Conference: CVPR 2025
arXiv: 2503.12165
Code: Project Page
Area: Human Understanding
Keywords: 3D Virtual Try-On, Multi-View Consistency, Gaussian Splatting, Diffusion Models, Garment Texture Preservation

TL;DR

VTON 360 is proposed, which reformulates 3D virtual try-on as a multi-view consistent 2D virtual try-on expansion problem. By combining pseudo-3D pose representation, multi-view spatial attention, and multi-view CLIP embedding, it achieves high-fidelity virtual try-on from arbitrary viewing directions.

Background & Motivation

Virtual try-on (VTON) is in high demand in e-commerce and fashion design. Although 2D VTON methods have achieved significant progress, they cannot support multi-view rendering. Traditional 3D VTON methods either rely on expensive 3D scanning equipment or reconstruct 3D garment models from 2D images, which lacks multi-view information and leads to insufficient fidelity.

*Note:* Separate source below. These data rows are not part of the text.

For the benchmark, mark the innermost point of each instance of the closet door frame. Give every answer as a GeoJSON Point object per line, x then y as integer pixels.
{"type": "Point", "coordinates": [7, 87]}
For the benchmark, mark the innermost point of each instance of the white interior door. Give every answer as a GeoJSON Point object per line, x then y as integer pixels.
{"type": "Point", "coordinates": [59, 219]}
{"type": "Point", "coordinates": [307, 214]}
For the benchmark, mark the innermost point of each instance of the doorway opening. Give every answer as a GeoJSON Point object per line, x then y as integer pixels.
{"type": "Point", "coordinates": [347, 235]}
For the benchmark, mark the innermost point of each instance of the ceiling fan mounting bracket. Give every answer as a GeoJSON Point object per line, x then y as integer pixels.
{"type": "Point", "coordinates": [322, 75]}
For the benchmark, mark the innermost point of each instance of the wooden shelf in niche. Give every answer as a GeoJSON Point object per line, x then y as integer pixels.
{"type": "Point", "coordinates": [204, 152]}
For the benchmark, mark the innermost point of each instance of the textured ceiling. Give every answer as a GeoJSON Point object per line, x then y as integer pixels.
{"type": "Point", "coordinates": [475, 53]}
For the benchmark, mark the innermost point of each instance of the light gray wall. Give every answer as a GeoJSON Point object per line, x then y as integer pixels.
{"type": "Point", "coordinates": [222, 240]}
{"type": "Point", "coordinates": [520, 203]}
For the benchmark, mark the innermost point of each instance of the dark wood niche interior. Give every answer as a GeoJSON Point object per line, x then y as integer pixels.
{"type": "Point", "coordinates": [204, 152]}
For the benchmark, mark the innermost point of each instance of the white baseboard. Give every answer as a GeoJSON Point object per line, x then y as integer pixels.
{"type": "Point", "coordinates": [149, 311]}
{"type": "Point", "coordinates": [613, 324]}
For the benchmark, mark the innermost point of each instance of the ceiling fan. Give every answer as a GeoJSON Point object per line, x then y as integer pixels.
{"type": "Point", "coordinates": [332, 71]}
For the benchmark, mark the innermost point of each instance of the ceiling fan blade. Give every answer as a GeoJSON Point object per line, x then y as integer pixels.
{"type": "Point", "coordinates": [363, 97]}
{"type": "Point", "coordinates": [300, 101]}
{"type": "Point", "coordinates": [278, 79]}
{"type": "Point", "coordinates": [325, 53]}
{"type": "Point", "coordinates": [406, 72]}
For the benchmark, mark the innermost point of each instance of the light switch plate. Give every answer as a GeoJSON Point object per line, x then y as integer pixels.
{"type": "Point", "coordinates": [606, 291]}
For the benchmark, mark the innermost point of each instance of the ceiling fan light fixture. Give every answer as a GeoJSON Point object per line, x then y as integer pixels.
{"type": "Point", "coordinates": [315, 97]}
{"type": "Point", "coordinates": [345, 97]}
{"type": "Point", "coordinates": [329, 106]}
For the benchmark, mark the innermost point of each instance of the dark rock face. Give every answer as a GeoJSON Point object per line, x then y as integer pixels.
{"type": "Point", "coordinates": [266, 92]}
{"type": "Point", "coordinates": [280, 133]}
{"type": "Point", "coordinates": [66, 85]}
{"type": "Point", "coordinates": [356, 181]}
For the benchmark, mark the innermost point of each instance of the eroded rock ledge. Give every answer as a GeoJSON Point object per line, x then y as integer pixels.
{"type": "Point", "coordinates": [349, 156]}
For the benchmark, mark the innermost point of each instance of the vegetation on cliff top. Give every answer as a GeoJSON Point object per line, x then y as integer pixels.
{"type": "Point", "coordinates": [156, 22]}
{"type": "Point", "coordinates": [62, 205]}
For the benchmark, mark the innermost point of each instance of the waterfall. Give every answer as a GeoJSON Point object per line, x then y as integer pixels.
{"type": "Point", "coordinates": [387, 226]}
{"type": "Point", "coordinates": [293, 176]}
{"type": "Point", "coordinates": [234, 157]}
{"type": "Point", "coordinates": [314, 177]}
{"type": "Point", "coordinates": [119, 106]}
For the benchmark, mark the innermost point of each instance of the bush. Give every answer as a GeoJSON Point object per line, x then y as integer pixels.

SDS-based methods like DreamVTON can render from arbitrary views, but text-to-image (T2I) models learn semantic-level "concepts" rather than pixel-level precision, limiting their fidelity. GaussianVTON models 3D VTON as a scene editing task; however, because no existing 2D VTON method can generate multi-view 3D-consistent images, garment fidelity and consistency remain problematic.

The core insight of this work is that an equivalence relation exists between a 3D model and its multi-view 2D rendered images. Thus, 3D VTON can be transformed into a consistent editing problem on multi-view 2D images, with the edited 3D model subsequently restored through 3D reconstruction.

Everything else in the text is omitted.